Prepare-se para revisar contratos, atualizar projeções de receita, verificar enquadramento tributário e considerar eventual estruturação empresarial. Assim, sua atividade permanece segura, regular e rentável, mesmo num ambiente fiscal em constante transformação. Se quiser aprofundar mais, esclarecer dúvidas ou buscar um atendimento personalizado, entre em contato comigo pelo blog. Meu objetivo é ajudar você a transformar desafios jurídicos e tributários em novas oportunidades para seu negócio.
Perguntas frequentes sobre a reforma tributária e a locação de imóveis
O que muda para locação de imóveis?
A principal mudança é que, para quem tiver mais de três imóveis alugados ou renda anual superior a R$ 240 mil em aluguéis, a atividade passa a ser considerada econômica habitual, sujeitando-se ao IBS e CBS além do IRPF. Antes, locação era apenas rendimento patrimonial para fins fiscais; agora, em certos casos, equipara-se à prestação de serviços.
A reforma tributária aumenta os impostos dos aluguéis?

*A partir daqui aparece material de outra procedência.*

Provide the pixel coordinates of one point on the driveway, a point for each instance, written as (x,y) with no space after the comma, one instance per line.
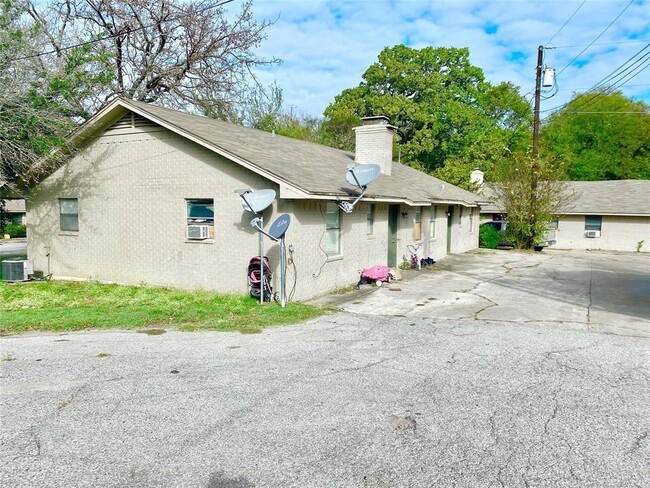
(353,399)
(600,291)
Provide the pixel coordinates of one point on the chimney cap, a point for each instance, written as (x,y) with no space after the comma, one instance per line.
(375,120)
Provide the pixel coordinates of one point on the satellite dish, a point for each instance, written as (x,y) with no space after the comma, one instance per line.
(280,226)
(362,174)
(257,200)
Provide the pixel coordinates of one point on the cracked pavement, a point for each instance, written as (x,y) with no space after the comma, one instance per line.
(606,292)
(352,399)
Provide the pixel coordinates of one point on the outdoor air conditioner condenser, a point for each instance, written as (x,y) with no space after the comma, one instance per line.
(17,270)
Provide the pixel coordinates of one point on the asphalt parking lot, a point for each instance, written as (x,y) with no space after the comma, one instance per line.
(599,291)
(452,380)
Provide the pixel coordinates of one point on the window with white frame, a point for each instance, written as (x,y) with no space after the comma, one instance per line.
(417,227)
(200,218)
(593,222)
(332,244)
(69,214)
(433,213)
(370,219)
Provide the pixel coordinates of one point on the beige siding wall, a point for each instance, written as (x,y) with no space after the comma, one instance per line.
(617,234)
(132,190)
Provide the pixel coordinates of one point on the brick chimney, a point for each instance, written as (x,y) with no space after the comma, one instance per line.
(374,143)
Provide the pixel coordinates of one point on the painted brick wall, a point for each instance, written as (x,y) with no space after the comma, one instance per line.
(132,190)
(617,234)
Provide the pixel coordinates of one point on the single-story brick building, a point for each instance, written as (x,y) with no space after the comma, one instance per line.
(603,215)
(121,207)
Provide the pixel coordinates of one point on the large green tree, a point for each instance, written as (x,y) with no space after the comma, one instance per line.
(449,119)
(600,135)
(532,193)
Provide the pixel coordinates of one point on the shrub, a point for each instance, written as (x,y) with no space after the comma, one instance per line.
(489,237)
(16,230)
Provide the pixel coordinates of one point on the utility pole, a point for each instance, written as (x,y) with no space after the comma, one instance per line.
(538,95)
(534,170)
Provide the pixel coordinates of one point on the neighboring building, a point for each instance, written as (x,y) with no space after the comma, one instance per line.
(119,209)
(606,215)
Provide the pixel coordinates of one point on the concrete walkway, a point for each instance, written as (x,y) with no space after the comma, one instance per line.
(607,292)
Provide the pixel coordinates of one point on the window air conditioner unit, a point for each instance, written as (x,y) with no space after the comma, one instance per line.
(198,232)
(17,269)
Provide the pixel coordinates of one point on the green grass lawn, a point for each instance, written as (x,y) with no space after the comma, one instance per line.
(67,306)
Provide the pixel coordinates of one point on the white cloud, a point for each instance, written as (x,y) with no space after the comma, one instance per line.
(327,45)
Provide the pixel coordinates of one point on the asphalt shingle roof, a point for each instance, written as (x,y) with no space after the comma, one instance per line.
(316,169)
(616,197)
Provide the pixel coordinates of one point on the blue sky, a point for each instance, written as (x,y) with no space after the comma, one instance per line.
(327,45)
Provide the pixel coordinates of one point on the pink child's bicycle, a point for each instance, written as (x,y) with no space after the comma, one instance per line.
(415,259)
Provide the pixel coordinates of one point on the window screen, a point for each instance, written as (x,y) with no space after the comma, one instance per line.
(69,214)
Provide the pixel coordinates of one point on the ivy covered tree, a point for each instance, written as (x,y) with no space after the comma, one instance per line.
(449,119)
(532,193)
(600,135)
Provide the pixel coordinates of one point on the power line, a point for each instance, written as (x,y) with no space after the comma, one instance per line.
(568,20)
(113,36)
(597,37)
(588,88)
(613,43)
(614,74)
(610,112)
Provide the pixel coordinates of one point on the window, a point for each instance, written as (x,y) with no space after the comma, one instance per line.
(417,228)
(69,214)
(593,222)
(332,245)
(433,213)
(200,218)
(370,219)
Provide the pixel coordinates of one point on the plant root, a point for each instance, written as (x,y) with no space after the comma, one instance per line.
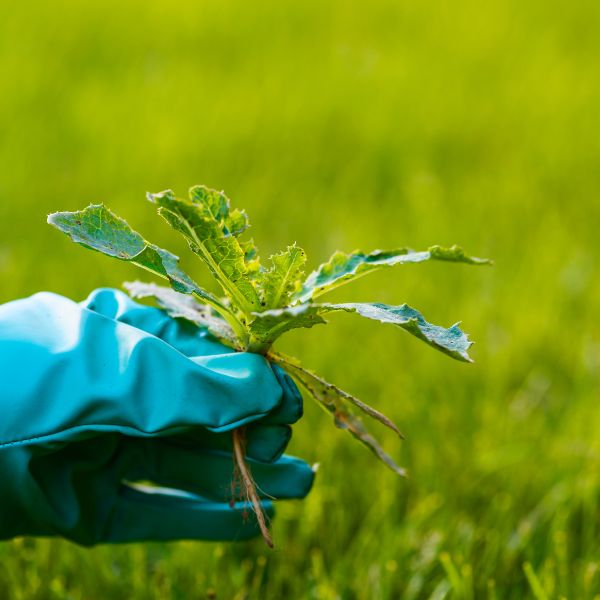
(247,483)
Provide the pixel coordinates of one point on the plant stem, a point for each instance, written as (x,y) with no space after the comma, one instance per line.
(239,453)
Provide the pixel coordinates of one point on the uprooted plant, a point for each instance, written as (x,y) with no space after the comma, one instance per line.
(261,302)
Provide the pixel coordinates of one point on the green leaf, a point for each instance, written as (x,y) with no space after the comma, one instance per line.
(342,268)
(336,402)
(211,231)
(99,229)
(451,341)
(185,307)
(270,324)
(278,283)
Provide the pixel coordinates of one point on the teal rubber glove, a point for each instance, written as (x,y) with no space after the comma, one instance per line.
(99,396)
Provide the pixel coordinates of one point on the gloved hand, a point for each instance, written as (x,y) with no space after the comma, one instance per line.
(97,396)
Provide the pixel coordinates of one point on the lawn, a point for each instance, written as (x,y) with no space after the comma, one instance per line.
(347,125)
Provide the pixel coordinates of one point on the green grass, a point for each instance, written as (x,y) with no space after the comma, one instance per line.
(341,125)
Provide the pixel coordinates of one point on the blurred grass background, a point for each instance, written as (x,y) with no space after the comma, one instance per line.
(341,125)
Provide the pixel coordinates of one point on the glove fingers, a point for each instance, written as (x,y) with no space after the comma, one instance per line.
(158,515)
(211,473)
(291,409)
(183,336)
(265,443)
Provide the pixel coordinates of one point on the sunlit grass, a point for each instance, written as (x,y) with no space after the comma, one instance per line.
(345,125)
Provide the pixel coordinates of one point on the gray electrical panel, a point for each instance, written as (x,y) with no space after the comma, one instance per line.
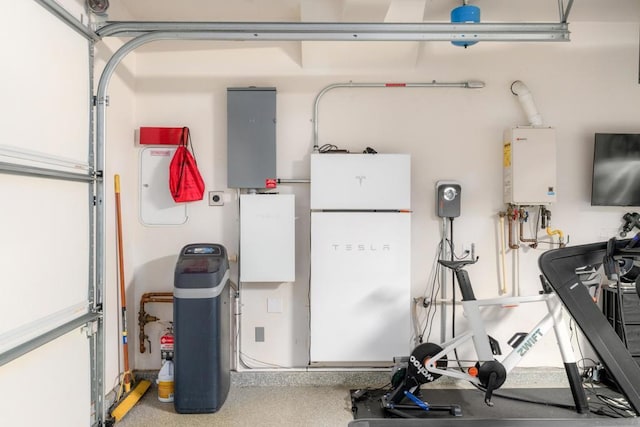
(251,137)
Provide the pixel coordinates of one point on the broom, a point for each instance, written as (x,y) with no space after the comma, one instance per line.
(133,396)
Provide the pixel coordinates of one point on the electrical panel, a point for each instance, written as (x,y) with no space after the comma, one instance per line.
(448,199)
(251,137)
(529,166)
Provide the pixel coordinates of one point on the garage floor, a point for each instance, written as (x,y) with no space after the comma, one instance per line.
(324,399)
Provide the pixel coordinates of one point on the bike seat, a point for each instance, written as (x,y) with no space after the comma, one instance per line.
(456,265)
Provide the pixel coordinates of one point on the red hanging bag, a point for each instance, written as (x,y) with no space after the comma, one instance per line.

Em muitos casos sim. Pessoas físicas e holdings que se enquadram nos novos critérios podem ver a carga tributária superar 35% ou até 40% da renda bruta, dependendo da estrutura e do volume de receitas. Para contratos antigos, existe transição com alíquota mais baixa, mas ela é temporária.
Como calcular o novo imposto sobre aluguel?
O cálculo envolve aplicar as alíquotas de IBS e CBS (com possíveis reduções de até 70% em locações residenciais), além do IRPF conforme a faixa de renda anual. Se a receita ultrapassar os limites definidos em lei, incide a tributação em cascata, por isso simulações específicas são recomendadas.
Vale a pena alugar imóveis após a reforma?
Depende do volume de imóveis, da receita e da estratégia de cada investidor. Para quem tem poucos imóveis, pode não haver grande diferença. Para locadores com muitos imóveis ou grandes receitas anuais, será necessário reavaliar a rentabilidade, os riscos e as possibilidades de reestruturação patrimonial ou societária. O importante é planejar com informação e responsabilidade.
Quando as novas regras passam a valer?
O início da vigência está vinculado à transição prevista pela lei, geralmente começando em 2027, com escalonamento até 2033 para adaptação total. Para contratos antigos, o regime transitório prevê prazos diferenciados entre imóveis residenciais e comerciais. Detalhes estão nos portais oficiais do governo federal.